Two decades into their live mascot program, Snelling and Albertelli had been looking for help when Van Clark first noticed a South Carolina trailer parked outside of Albertelli’s fabrication shop in 2019.
Van introduced himself to Albertelli and learned he was looking for some assistance with Sir Big Spur. He was immediately interested, and the Clarks went to dinner with Albertelli and Snelling, who invited them to learn the ropes at football games that season.
Albertelli and Snelling eventually decided to transition their Sir Big Spur program over to Van, a retired high school band director and active alumni of the USC School of Music, and Beth, a retired art teacher with a passion for animals.
“It just seemed like a really good fit for our time,” Van said. “We’re both retired from teaching at this particular time, so we’re able to do some things with the program whenever we need to do it.”
The program carries a bevy of responsibilities. The current Sir Big Spur is heading into his sixth year, and the Clarks are in the process of identifying a successor from a group of five young roosters.
“You have to plan ahead,” Van said. “You have to breed them, then you have to grow them up, and then you have to try to train them.”
Raising the young roosters has presented challenges. When they were three months old, the five roosters seemingly grew into their naturally domineering spirit overnight.
Beth woke up at 5:30 one morning to find a coop of fighting birds that needed to be separated quickly. Then, the Clarks rushed to build multiple new coops for each to live in their own space.

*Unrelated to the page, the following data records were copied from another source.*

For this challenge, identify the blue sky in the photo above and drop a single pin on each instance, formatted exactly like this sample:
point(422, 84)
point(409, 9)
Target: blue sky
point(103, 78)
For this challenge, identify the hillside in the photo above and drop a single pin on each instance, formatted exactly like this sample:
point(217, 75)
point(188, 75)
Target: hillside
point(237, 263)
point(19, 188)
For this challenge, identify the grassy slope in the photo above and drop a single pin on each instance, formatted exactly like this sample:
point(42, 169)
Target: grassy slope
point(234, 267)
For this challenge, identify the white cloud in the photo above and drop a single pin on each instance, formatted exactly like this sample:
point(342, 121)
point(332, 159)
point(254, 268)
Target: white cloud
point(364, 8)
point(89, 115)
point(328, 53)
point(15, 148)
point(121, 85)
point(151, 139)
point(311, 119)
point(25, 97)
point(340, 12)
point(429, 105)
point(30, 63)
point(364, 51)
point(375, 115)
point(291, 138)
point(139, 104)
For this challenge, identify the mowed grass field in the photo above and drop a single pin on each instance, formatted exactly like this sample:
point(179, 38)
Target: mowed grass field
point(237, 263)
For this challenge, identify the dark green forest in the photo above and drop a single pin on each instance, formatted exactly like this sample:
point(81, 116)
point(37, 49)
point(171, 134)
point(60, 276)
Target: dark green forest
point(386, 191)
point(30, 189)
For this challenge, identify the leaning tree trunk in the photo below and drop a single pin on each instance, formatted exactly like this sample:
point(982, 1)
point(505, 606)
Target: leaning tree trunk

The pandemic cancellation did help the Clarks transition into the Sir Big Spur lifestyle. They had space in the day to build new pens and manage energetic roosters.
“It gave us a little bit of time to do that without the pressures of having to go to a game,” Van said. “We’d naturally rather go to a game, but we’ll have that.”
Back in game mode
Sir Big Spur, tethered to his remote-controlled “roost roller,” is getting back into the gameday routine after last year’s break. As his roost roller plays music and flashes lights, Sir Big Spur moves around and crows.

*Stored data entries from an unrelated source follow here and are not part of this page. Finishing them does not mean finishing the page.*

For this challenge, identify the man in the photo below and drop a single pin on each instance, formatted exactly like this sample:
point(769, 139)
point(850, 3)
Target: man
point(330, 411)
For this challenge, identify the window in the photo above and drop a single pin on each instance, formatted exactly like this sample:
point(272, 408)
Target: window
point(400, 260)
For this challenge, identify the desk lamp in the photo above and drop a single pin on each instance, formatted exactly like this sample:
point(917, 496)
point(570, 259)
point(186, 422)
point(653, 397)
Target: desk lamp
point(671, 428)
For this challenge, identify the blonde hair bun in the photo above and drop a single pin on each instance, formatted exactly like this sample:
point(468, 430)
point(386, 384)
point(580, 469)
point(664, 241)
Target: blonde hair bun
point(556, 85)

The Clarks plan to get Sir Big Spur on the roost roller for some trial runs to get used to the sound and the movement before he makes an appearance in Gamecock Park on Saturday. It’s been almost two years since Sir Big Spur has been spotted on the sidelines at Williams-Brice Stadium. He has some adjusting to do.
The Clarks are also getting Sir Big Spur ready for his in-game appearances. Van and Beth play recorded South Carolina football games outside for the rooster, another part of the acclimation process. He appears to like it.

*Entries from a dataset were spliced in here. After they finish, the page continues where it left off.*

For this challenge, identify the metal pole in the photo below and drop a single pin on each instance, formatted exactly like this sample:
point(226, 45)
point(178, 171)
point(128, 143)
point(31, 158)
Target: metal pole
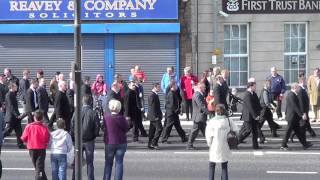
point(77, 75)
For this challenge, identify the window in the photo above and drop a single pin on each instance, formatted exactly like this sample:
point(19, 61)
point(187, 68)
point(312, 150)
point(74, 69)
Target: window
point(236, 53)
point(295, 51)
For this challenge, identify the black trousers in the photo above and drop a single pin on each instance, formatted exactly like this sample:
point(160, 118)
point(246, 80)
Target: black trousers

“He actually responds to it a lot of times,” Van said.
Sir Big Spur has visited a few South Carolina events since pandemic restrictions eased, and the Clarks plan to travel to every home and away football game this season. He attended the South Carolina spring football game, this summer’s alumni golf tournament, and he recently visited with the Carolina Band, USC’s marching band.
He can become overwhelmed, and the Clarks know how to tell when he’s getting a little agitated. Like any animal, the rooster has limits.
“Sir Big Spur is really good,” Van said. “This particular bird is great, but you have to be very careful. They’re not a cute and cuddly pet, you know? You have to be aware at all times.”
A loud rooster crow wailed from Van’s cell phone — his ringtone for incoming calls. Sir Big Spur, once resting calmly in Beth’s lap, immediately perked up, crowing right back to the phone.
Don’t let his docile moments fool you. Sir Big Spur is still a fighting gamecock, and in Van’s eyes, there isn’t a better mascot in the country.
“It’s a perfect mascot,” Van said. “What he’s doing right there is he’s being domineering. He wants to dominate. He hears another rooster, but that’s what they want. That’s what they want to do. … It’s really about the characteristics of the animal, why it’s such a great mascot.”